Dick Campbell, right, has had twin brother Ian at his side at most of his clubs

When talking about those successes, Campbell goes to great lengths to use the word "we'' rather than "I" or "me" because, according to him, his backroom staff are the real reason behind his success.

"I'm just very lucky that I've got good staff," says Campbell. "I don't do a thing. Seriously, I don't do a thing. I just walk in to that dressing room on a Saturday and say my piece."

Twin brother Ian, John Young and John Ritchie had remained constant pillars of support for Campbell - both professionally and as close friends - for the best part of 40 years. But Ritchie passed away last summer after a suffering with cancer, forcing the Arbroath manager to soldier on without his best pal and valued advisor.

"We dedicated the Championship win to John. I just miss him so much," says Campbell, before eulogising the man who helped him recover from his own cancer scare nine years ago.

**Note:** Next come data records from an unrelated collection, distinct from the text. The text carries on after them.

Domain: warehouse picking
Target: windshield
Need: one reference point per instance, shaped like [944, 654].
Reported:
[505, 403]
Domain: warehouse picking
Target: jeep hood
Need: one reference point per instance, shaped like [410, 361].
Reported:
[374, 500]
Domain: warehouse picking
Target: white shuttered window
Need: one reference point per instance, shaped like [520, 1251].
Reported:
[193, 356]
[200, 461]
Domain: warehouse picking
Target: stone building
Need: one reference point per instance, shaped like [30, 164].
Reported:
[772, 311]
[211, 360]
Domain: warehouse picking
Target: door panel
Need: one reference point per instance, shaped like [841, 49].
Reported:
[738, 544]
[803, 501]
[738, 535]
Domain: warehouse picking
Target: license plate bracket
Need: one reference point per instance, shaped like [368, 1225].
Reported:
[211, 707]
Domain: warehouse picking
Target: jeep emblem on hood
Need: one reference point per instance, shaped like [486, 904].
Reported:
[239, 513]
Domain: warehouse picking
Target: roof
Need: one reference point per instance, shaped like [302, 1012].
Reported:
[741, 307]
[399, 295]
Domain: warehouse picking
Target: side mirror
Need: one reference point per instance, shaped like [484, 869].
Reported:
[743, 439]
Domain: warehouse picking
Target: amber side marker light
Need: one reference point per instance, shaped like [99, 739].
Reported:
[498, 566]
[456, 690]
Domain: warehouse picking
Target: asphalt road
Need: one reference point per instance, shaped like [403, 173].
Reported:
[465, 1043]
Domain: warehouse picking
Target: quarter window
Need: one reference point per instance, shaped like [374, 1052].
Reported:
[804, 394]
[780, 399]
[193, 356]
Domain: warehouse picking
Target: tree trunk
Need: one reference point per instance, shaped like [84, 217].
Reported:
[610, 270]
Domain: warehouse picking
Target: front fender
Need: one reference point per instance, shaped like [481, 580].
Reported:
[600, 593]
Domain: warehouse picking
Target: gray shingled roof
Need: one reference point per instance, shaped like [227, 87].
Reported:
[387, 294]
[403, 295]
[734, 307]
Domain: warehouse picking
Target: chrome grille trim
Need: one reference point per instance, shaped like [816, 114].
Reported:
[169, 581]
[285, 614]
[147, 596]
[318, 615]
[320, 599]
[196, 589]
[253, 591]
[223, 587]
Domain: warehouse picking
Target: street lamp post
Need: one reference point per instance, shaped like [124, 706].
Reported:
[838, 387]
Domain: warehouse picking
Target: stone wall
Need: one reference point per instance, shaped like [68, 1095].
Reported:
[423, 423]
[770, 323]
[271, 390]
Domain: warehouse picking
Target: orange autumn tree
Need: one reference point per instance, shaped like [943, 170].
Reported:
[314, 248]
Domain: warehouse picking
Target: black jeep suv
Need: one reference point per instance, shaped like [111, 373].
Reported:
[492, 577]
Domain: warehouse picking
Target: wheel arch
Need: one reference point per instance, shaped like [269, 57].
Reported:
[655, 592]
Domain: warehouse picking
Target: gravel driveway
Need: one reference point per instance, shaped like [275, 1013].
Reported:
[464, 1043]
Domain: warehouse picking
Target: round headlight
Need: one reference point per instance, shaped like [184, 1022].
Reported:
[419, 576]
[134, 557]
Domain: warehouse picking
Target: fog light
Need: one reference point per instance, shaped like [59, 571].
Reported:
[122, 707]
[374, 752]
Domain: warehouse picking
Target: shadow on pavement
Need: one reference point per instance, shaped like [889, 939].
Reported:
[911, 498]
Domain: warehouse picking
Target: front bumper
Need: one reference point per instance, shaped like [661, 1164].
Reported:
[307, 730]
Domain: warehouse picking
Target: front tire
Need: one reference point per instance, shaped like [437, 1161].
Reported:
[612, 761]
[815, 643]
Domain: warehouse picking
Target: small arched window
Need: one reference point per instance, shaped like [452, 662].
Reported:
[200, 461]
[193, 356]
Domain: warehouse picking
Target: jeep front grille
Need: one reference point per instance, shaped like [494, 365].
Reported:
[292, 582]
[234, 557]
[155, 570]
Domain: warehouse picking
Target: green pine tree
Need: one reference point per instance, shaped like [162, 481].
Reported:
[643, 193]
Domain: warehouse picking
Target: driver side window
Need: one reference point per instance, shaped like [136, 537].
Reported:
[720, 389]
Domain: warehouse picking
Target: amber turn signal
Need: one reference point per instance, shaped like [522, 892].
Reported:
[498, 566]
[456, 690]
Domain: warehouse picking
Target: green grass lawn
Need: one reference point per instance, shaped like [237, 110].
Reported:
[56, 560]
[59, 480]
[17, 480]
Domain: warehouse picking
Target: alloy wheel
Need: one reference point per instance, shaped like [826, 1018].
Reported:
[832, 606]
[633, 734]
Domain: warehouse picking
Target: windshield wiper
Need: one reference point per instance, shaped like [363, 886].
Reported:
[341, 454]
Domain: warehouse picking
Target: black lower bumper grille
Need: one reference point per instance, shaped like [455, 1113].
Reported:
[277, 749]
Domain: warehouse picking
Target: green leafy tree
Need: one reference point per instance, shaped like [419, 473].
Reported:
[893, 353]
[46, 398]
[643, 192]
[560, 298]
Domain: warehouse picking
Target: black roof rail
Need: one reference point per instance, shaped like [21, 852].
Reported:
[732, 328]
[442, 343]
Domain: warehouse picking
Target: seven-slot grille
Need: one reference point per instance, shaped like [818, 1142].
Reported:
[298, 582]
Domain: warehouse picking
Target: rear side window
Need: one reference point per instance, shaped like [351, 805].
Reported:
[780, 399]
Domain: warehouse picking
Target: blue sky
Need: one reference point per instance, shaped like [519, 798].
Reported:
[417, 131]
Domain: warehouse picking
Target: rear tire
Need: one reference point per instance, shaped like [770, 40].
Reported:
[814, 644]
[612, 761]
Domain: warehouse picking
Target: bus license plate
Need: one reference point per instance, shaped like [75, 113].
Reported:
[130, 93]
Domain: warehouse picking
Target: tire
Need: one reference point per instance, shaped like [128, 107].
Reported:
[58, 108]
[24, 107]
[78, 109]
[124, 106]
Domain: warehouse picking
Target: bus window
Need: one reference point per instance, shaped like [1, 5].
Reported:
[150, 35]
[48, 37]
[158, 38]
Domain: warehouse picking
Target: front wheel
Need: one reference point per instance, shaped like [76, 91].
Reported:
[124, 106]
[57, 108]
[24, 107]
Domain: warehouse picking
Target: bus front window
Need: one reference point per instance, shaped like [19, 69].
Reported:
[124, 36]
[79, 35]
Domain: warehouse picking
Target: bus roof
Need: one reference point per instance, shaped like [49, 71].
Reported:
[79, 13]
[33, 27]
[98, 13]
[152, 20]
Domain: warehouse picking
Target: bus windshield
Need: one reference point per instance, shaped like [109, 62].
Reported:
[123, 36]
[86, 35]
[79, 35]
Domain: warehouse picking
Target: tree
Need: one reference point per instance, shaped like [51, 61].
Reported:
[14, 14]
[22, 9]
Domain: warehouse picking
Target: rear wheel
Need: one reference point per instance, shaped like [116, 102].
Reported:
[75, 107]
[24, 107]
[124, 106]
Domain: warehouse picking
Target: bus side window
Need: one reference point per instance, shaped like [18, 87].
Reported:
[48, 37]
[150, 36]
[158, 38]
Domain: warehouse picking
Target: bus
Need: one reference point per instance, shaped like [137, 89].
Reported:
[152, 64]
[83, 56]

"John and I used to walk every day around the meadows in Loch Hourn after my doctor told me I needed to get more exercise. We did that for three years and told the same stories every day. We used to sit in the back of John [Young] or my brother's car and the two of us would sit and listen to the two of them talk about tactics while we ate a bag of sweeties and reminisced about the laughs that we had.

"That's what football gives you - memories and a lot of broken hearts. A lot of happy times and a lot of sad times. But the jovial times outlive the bad times."

As he prepares for a season which Campbell believes will be the "hardest of his career", the elder statesman of Scottish football does not seem worried or intimidated. Where a younger, inexperienced coach may approach the campaign with overconfidence or blind naivety, Campbell has plenty of anticipation but nothing left to prove.

"When I look back at all I've done, I don't really care," says Campbell. "My accolades are all here for all to see. And they're there for my children to get when I'm no longer here. Maybe they'll recognise that their dad wasn't bad at what he did."